The announcement last week by Willis Group Holdings that it had sold its wholesale brokerage unit could portend a trend among retail brokers looking to divest themselves of any conflict of interest, analysts say.

Willis has agreed to sell its only wholesale unit—Stewart Smith Group—to American Wholesale Insurance Group Inc. Terms of the deal were not released. Willis said it expects the transaction to be completed in the first quarter.

Stewart Smith writes hard-to-place, unique and specialty
coverages. Based in New York, Stewart Smith has 13 branches in major cities across the country, and produced approximately $900 million in premium placements in 2004.

AmWINS said the sale would afford it greater opportunities to develop relationships with national retail brokers, while diversifying the Charlotte-based wholesaler’s product offerings, geographic presence and distribution force.

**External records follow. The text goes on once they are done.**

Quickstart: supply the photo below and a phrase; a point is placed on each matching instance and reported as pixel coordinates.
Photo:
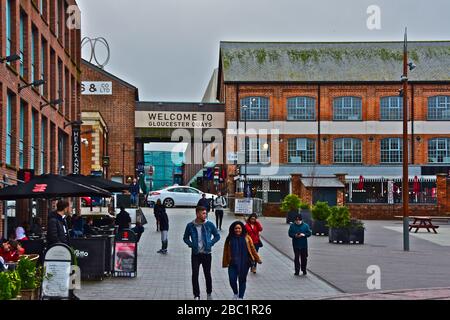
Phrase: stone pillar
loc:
(341, 192)
(296, 181)
(442, 196)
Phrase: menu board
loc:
(57, 279)
(125, 257)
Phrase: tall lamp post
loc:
(407, 66)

The Stewart Smith acquisition would bring AmWINS' total premium placements to over $2.4 billion.

Mark Smith, president and CEO of Stewart Smith, will assume the role of president of the
AmWINS Brokerage Division.

In a statement, Joe
Plumeri, chairman and CEO of Willis, said the sale is in keeping with the firm's emphasis to focus on its retail brokerage operations, strengthening relationships there while divesting itself of non-core operations. "In American Wholesale, we have found a dynamic company committed to this important sector of our industry," he said. "In only three years, their team has built one of the most respected wholesale organizations in the country."

M. Steven
DeCarlo, AmWINS president and CEO, said the acquisition expands the firm's geographic footprint in the Pacific Northwest, Midwest and Southeast. "This acquisition strategically enhances our insurance brokerage offerings to retail agents and brokers across the country. That said, our new scale by no means replaces the importance of earning our stripes each and every day—one account at a time," he said.

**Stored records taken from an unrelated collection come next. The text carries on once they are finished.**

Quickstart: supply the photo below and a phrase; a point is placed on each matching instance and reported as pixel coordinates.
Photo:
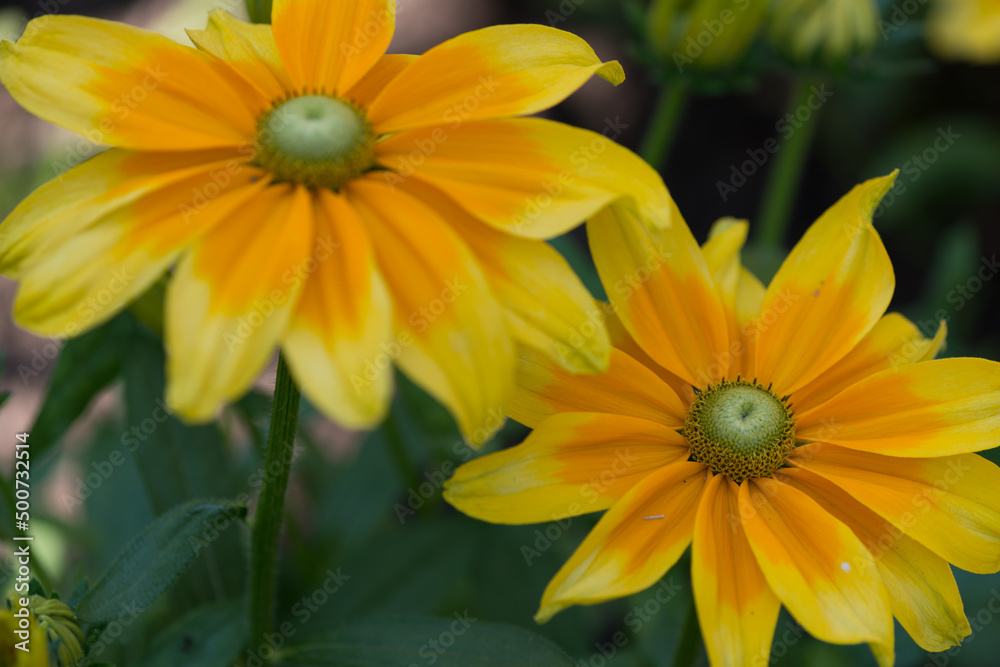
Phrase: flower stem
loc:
(787, 172)
(259, 11)
(664, 123)
(690, 641)
(271, 505)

American Wholesale said it has received a financing commitment for this transaction from Credit Suisse First Boston.

Steven Wevodau, principal with
WFG. Capital Advisors, based in Harrisburg, Pa., called Willis’ action "the beginning of the industry becoming more reflective and sensitive to their position in light of the investigations of New York Attorney General Eliot Spitzer and other attorneys general. We are beginning to see and will continue to see insurance brokers returning to their roots."

Concerns about conflicts of interest over wholesale brokerage holdings have emerged because some argue that retail brokers could steer wholesale placements toward their in-house units, picking up commission fees there in addition to the retail commissions.

Prudential Equity Group issued an analysis noting that the sale would not have a material effect on Willis' earnings. While Willis said the sale was to focus its business on retail brokerage, Prudential speculated that the move was done in a continuing effort to avoid conflicts of interest between retail and wholesale units.

The sale, Prudential continued, could put pressure on mega-brokers Marsh and
Aon to do the same with their wholesale units. Should Aon sell its wholesale unit (Swett & Crawford), it would impact earnings more than MMC selling its unit (Crump), said Prudential, which added that it did not expect MMC to sell its wholesale unit.

Shortly after Prudential issued its analysis,
Aon announced that it is indeed "exploring alternatives" relating to its ownership of Swett & Crawford. The wholesale brokerage has "a great future," said Aon Chairman and CEO Patrick Ryan. "By exploring alternatives, we expect to determine if Swett & Crawford’s potential can be realized more fully under different ownership."

Perhaps bucking this perceived trend, Brown & Brown Inc. announced plans to acquire Hull & Company Inc., based in Ft. Lauderdale. The Daytona Beach, Fla.-based retail brokerage's acquisition would add an operation regarded as one of the top-10 wholesalers in the nation, with approximately $63 million in annualized revenue.

B&B said that after the acquisition, Hull—with 20 offices in nine states—would continue to operate under its own name as a stand-alone operation at its existing locations. No details of the deal were revealed.